Setting Wheels InMotion: 3D Printing Titanium Parts for an Electric Race Car
3 min read
When you’re aiming to make the fastest electric car in the world, every bit of weight optimization matters. That’s why we helped InMotion create lightweight 3D-printed wishbones for their race car’s suspension. By harnessing the combined power of Materialise 3-matic software and our Metal Competence Center in Bremen, InMotion were able to set forth on an ambitious journey with confidence.
Build the lightest possible Y-joints for a record-breaking attempt
In 2015, InMotion, a team of engineering students from the Technical University of Eindhoven set itself a challenging goal: to compete in the legendary 24 Hours of Le Mans by 2019. To support their bid for candidacy, they first aimed to break the electric-track record at the Nürburgring in Germany.
Wanting to maximize their chances of success, InMotion studied the idea of using lightweight 3D-printed Y-joints (also known as wishbones) for the car’s suspension — the wishbones connect the uprights to the chassis of the car, essentially holding the wheels in place. As well as being light, it’s crucial that they are strong enough to withstand all the forces the car is subject to while racing at high speeds.
InMotion designed the parts themselves, and came to Materialise for support on optimizing the design for 3D printed using titanium. As an additional challenge, the team wanted to find a way to avoid having to use support structures during the printing process — the suspension arms are connected to the uprights via spherical ball bearings, and InMotion didn’t want the manual removal of any support structures to pose a last-minute challenge to the fit of these crucial components.
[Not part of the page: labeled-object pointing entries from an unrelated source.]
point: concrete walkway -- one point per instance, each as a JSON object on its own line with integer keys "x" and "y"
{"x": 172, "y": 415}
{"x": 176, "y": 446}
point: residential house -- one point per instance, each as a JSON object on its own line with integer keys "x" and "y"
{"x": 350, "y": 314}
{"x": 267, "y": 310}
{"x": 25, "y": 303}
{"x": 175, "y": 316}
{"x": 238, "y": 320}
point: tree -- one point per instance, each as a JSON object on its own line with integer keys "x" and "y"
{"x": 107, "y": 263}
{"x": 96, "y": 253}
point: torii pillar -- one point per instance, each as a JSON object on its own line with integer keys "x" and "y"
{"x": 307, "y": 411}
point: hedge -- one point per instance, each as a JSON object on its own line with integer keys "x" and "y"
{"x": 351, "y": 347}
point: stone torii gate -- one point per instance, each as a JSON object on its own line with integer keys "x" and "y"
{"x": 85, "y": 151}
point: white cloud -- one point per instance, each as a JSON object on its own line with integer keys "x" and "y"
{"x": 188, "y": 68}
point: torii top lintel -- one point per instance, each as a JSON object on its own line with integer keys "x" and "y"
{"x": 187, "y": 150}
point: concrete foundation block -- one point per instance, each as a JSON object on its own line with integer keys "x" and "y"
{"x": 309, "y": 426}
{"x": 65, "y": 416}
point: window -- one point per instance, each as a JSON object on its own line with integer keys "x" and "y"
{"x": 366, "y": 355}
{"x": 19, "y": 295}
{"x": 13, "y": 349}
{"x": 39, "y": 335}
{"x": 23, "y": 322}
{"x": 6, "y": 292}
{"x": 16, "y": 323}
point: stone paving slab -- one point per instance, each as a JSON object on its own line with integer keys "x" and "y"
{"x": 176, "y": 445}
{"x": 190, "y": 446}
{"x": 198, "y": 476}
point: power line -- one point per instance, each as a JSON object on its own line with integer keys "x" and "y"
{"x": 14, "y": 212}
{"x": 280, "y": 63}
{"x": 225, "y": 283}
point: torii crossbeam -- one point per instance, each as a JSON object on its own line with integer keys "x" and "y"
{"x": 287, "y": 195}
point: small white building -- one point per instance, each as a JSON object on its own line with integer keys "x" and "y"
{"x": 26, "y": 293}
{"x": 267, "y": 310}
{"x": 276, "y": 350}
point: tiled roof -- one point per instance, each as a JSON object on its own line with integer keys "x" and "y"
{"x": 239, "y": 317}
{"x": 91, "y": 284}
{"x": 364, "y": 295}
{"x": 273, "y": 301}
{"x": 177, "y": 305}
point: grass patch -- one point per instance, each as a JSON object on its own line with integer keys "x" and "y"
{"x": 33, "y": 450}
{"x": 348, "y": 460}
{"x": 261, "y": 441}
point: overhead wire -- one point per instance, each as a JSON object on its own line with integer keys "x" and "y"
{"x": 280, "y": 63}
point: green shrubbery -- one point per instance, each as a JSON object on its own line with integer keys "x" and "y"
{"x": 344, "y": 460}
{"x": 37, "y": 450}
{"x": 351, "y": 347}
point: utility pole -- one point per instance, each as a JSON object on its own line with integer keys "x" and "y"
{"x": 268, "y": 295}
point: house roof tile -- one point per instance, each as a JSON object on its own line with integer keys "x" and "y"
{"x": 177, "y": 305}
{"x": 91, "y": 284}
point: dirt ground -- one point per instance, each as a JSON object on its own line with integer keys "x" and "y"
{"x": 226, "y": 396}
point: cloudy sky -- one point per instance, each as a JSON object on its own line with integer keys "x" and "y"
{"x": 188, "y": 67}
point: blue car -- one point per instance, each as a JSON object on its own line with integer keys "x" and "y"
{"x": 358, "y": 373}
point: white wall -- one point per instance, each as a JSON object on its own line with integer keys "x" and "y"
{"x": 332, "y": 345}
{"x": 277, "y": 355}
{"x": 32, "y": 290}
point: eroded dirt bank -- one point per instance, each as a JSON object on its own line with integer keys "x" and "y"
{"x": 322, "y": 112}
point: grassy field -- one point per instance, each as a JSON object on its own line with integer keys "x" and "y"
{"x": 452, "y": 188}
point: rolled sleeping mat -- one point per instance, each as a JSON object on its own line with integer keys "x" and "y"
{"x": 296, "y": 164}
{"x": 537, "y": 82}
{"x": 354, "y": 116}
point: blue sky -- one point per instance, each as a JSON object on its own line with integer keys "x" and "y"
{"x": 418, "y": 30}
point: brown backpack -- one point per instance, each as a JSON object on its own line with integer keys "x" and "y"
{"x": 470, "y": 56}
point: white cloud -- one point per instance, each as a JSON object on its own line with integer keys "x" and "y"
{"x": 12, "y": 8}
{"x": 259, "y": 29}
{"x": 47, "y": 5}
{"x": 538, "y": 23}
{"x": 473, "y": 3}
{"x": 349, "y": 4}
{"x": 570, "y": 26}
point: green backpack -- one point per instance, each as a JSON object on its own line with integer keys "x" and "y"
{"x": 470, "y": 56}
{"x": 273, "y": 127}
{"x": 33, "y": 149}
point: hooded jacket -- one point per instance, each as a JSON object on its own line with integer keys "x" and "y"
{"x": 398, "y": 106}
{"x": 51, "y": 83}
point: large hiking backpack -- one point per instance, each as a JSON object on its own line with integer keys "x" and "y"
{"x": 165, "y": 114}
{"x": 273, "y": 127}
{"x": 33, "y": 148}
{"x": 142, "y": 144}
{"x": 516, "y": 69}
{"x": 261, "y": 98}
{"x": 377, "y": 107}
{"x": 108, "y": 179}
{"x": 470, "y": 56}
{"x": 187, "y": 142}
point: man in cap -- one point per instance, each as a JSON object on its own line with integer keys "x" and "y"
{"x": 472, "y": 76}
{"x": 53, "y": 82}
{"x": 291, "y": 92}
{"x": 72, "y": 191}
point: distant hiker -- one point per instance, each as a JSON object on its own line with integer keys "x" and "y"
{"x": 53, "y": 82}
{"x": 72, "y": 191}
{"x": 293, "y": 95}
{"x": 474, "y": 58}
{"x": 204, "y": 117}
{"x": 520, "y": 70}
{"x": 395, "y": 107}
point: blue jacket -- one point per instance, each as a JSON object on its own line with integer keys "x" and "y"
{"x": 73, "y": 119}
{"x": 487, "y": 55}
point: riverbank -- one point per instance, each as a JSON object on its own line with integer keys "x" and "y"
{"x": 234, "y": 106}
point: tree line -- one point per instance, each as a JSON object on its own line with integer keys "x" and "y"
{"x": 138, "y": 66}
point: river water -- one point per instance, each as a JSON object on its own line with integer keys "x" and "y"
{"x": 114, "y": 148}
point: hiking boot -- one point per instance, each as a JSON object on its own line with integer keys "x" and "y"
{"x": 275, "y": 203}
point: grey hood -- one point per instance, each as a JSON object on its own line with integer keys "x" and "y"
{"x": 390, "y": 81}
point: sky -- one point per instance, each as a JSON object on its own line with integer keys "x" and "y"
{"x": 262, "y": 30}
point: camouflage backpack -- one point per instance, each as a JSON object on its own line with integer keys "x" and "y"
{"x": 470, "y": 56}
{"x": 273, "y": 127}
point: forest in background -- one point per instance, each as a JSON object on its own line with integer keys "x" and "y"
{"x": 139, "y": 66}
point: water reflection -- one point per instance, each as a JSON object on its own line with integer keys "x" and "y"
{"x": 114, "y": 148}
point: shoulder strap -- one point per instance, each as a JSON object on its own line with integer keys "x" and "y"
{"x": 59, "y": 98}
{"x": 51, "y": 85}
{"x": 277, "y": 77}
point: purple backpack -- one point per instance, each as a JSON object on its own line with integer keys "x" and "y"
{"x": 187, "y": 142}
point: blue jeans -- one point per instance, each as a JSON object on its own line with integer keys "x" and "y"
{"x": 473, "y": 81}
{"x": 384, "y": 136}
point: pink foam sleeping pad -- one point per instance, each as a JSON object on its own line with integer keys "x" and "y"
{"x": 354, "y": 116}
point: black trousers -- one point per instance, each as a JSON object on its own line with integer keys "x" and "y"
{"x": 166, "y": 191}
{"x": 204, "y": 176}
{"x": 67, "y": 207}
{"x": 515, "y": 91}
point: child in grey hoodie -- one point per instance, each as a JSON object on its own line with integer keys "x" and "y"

Titanium parts, 3D printed with a honeycomb structure
Even though titanium already has a very low specific weight, the engineering team at Materialise had a suggestion to make the initial InMotion-designed part even lighter. With our proprietary software program Materialise 3-matic, the Materialise software team could fill the hollow cavities with a honeycomb structure to reduce the parts’ weight without compromising their strength.
Materialise 3-matic once again showed its strength when it came to addressing InMotion’s request to avoid the use of support structures during printing. Jannis Kranz, Design Engineer for metal 3D printing at Materialise explains: “Thanks to our software, we could find a build orientation that allows us to print the part as a self-supporting structure, removing the need for a generated support structure.”
Fast turnaround for precisely printed end-use parts
Printing the wishbones at Materialise’s Metal Competence Center in Bremen was challenging, but in the end, the lead time for the entire project was under one working week.
And it wasn’t just fast: the desired precision was achieved too. “The precise fit that was needed for the assembly of the suspension arms didn’t cause us any trouble,” says Rogier from InMotion. “The accuracy was high: everything fit perfectly from the outset. Any small imperfection would have come up during assembly.”